In the liquid flow type electrolytic cell having such a three-dimensional electrode, there are two current collector plates 1 facing each other, an ion exchange membrane 3 is arranged between the two, and spacers 2 on both sides of the ion exchange membrane 3 are provided.
Thus, flow paths 4a and 4b for the electrolytic solution are formed along the current collector plate 1. An electrode 5 such as a carbon fiber aggregate is arranged in at least one of the flow paths 4a and 4b, and a three-dimensional electrode is constructed in this manner. As the electrolytic solution, Fe
-Cr, VV, etc. are used.

For example, in the case of a redox flow type battery using an acidic sulfuric acid aqueous solution of vanadium as the electrolytic solution, at the time of discharging, the electrolytic solution containing vanadium divalent ions V ²⁺ is supplied to the liquid flow path 4a on the negative electrode side, and the positive electrode An electrolyte containing vanadium pentavalent ions V ⁵⁺ is supplied to the side liquid flow path 4b. In the flow path 4a on the negative electrode side, V ²⁺ emits electrons in the three-dimensional electrode 5,
It is oxidized to vanadium trivalent ion V ³⁺ . The emitted electrons pass through an external circuit and reduce V ⁵⁺ to vanadium tetravalent ion V ⁴⁺ in the three-dimensional electrode on the positive electrode side. The opposite reaction proceeds during charging.

In a liquid flow type electrolytic cell comprising a three-dimensional electrode having such an electrode material, a liquid sending pump is used to supply a liquid reaction active material to the electrolytic cell during charge / discharge, but a pump. The less energy required for operation, the better, and a pump with good pump operation efficiency is used.

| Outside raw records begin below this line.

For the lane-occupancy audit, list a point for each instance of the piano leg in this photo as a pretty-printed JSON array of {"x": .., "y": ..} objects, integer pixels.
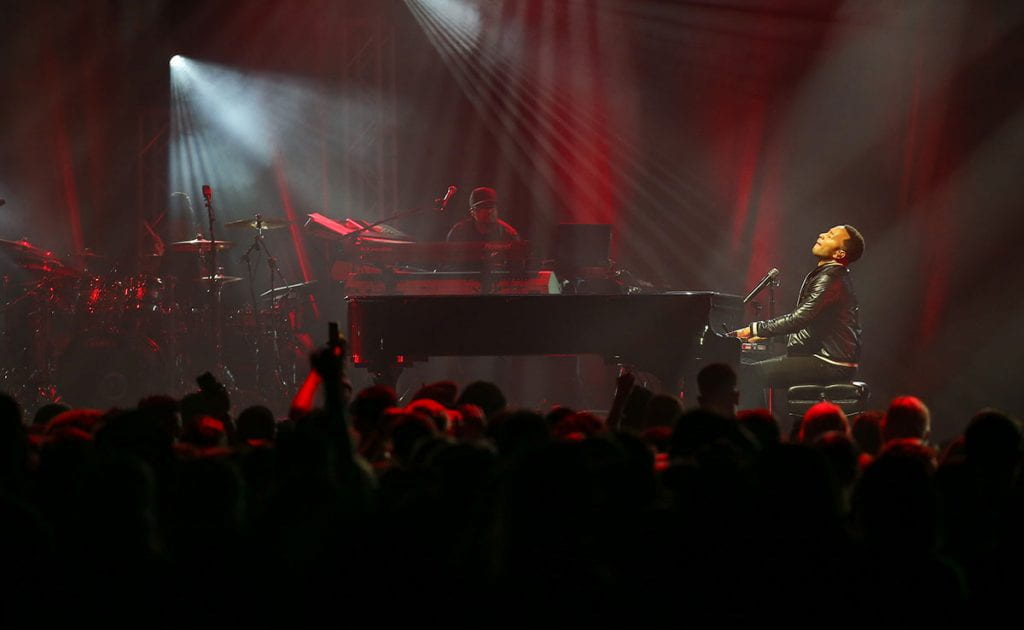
[{"x": 385, "y": 375}]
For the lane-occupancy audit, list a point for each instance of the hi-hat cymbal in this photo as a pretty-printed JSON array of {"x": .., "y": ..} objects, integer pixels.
[
  {"x": 302, "y": 287},
  {"x": 31, "y": 258},
  {"x": 219, "y": 279},
  {"x": 200, "y": 245},
  {"x": 259, "y": 222}
]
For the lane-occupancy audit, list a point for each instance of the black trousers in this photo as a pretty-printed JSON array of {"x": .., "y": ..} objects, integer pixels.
[{"x": 785, "y": 371}]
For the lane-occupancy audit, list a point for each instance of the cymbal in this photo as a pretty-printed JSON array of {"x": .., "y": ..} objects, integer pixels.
[
  {"x": 219, "y": 279},
  {"x": 200, "y": 245},
  {"x": 25, "y": 249},
  {"x": 31, "y": 258},
  {"x": 302, "y": 287},
  {"x": 259, "y": 222}
]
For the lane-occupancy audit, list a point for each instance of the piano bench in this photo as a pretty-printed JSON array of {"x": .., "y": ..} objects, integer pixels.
[{"x": 851, "y": 397}]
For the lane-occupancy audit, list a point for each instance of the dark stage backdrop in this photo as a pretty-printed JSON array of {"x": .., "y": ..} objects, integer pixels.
[{"x": 717, "y": 137}]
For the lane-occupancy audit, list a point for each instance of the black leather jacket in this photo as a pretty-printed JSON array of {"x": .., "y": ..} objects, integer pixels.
[{"x": 824, "y": 322}]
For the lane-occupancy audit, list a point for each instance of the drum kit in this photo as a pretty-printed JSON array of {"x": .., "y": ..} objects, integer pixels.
[{"x": 82, "y": 331}]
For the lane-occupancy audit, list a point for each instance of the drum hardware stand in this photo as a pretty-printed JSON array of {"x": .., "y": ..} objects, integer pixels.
[
  {"x": 259, "y": 247},
  {"x": 214, "y": 291}
]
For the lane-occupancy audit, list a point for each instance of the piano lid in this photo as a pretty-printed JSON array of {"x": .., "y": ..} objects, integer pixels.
[{"x": 324, "y": 226}]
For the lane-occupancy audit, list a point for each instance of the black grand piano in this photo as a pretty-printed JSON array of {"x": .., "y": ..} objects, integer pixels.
[{"x": 670, "y": 335}]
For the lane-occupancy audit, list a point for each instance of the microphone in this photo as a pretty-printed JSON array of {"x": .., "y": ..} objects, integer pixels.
[
  {"x": 442, "y": 203},
  {"x": 769, "y": 277}
]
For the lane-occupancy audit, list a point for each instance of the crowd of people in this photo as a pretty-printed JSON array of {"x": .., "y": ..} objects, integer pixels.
[{"x": 458, "y": 507}]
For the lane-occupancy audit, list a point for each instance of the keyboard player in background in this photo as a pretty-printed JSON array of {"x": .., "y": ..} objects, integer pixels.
[
  {"x": 823, "y": 333},
  {"x": 482, "y": 223}
]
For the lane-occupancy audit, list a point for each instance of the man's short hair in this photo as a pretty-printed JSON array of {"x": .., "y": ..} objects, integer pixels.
[
  {"x": 854, "y": 245},
  {"x": 906, "y": 417}
]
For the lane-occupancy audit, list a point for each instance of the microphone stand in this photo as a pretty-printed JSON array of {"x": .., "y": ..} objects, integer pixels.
[{"x": 771, "y": 313}]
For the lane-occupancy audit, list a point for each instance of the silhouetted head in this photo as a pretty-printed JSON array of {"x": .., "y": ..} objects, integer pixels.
[
  {"x": 906, "y": 417},
  {"x": 992, "y": 437},
  {"x": 762, "y": 424},
  {"x": 821, "y": 418},
  {"x": 484, "y": 394},
  {"x": 256, "y": 423}
]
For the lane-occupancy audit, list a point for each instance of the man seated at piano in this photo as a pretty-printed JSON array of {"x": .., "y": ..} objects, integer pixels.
[
  {"x": 482, "y": 223},
  {"x": 822, "y": 332}
]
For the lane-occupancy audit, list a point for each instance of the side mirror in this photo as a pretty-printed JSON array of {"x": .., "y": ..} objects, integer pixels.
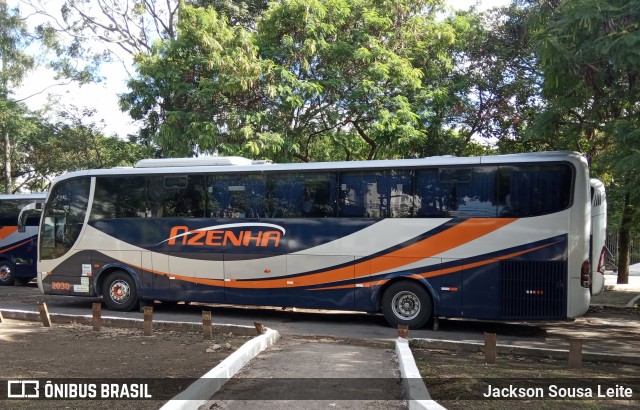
[{"x": 33, "y": 209}]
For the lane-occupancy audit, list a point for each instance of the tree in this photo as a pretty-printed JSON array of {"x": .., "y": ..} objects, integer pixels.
[
  {"x": 497, "y": 82},
  {"x": 588, "y": 52},
  {"x": 14, "y": 64},
  {"x": 315, "y": 80},
  {"x": 51, "y": 148}
]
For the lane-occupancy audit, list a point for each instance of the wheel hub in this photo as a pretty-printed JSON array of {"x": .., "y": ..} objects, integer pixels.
[
  {"x": 406, "y": 305},
  {"x": 120, "y": 291}
]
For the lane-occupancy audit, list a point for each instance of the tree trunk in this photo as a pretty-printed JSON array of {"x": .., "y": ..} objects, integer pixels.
[
  {"x": 7, "y": 162},
  {"x": 624, "y": 250},
  {"x": 5, "y": 132}
]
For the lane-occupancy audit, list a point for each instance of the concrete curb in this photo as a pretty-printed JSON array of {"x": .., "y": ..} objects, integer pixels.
[
  {"x": 210, "y": 383},
  {"x": 414, "y": 386},
  {"x": 560, "y": 354}
]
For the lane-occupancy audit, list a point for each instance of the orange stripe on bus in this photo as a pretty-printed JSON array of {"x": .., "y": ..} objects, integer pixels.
[{"x": 453, "y": 237}]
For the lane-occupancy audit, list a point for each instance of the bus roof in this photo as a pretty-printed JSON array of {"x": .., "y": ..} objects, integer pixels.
[
  {"x": 239, "y": 164},
  {"x": 34, "y": 195}
]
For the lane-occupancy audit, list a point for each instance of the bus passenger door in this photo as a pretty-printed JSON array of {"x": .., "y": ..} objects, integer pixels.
[
  {"x": 321, "y": 281},
  {"x": 449, "y": 287},
  {"x": 252, "y": 279}
]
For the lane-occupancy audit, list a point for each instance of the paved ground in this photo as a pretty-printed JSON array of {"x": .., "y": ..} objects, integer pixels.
[
  {"x": 285, "y": 371},
  {"x": 315, "y": 373},
  {"x": 349, "y": 362}
]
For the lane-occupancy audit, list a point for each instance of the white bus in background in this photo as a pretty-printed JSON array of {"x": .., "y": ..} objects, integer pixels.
[{"x": 598, "y": 235}]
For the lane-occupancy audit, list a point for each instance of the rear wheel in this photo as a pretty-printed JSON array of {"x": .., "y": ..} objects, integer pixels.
[
  {"x": 7, "y": 273},
  {"x": 119, "y": 291},
  {"x": 408, "y": 304}
]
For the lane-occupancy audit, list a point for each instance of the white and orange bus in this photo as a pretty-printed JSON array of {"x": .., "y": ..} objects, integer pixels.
[{"x": 494, "y": 237}]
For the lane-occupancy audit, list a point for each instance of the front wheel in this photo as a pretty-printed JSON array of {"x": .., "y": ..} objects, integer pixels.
[
  {"x": 7, "y": 273},
  {"x": 407, "y": 303},
  {"x": 119, "y": 291}
]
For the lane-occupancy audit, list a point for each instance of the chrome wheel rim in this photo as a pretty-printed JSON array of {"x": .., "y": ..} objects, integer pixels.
[{"x": 405, "y": 305}]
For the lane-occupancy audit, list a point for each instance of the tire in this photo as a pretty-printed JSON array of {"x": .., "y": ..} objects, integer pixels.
[
  {"x": 119, "y": 292},
  {"x": 408, "y": 304},
  {"x": 7, "y": 273}
]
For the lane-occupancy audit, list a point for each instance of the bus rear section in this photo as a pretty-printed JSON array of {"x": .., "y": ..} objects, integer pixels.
[
  {"x": 18, "y": 249},
  {"x": 495, "y": 238},
  {"x": 598, "y": 235}
]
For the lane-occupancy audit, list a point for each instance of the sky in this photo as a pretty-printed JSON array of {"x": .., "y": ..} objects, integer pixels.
[{"x": 103, "y": 97}]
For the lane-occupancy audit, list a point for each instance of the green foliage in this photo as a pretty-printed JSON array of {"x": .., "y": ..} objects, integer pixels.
[{"x": 328, "y": 79}]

However, when a liquid reaction active material is supplied to the electrolytic cell, liquid pressure loss is unavoidable. Here, if a fluid pressure loss occurs, it is necessary to increase the liquid feed amount of the pump in order to secure a predetermined flow rate, and the energy consumption amount for operating the pump increases. In this case, especially in a rechargeable secondary battery such as a redox flow type battery, the total energy efficiency of the battery itself is the power efficiency of charging / discharging minus the energy required for liquid transfer as a loss, and the power efficiency However, if the pump power is large, the energy loss will be large and the overall energy efficiency of the battery will decrease. Therefore, the lower the fluid pressure loss through the electrolytic cell, the better.

The fluid pressure loss in the electrolytic cell depends on whether the porous electrode material of the three-dimensional electrode is used or not (the piping of the electrolytic cell, the manifold, etc.). Here, when the porous electrode material having the three-dimensional electrode has the same density, increasing the thickness of the porous electrode material forming the three-dimensional electrode and increasing the spacer thickness reduces the flow velocity of the electrolytic solution, thereby reducing the fluid flow pressure. The loss can be reduced and the load on the pump can be reduced. However, increasing the thickness of the electrode material
This increases the amount of electrode material used, which causes a new problem of increasing the total cost of the battery.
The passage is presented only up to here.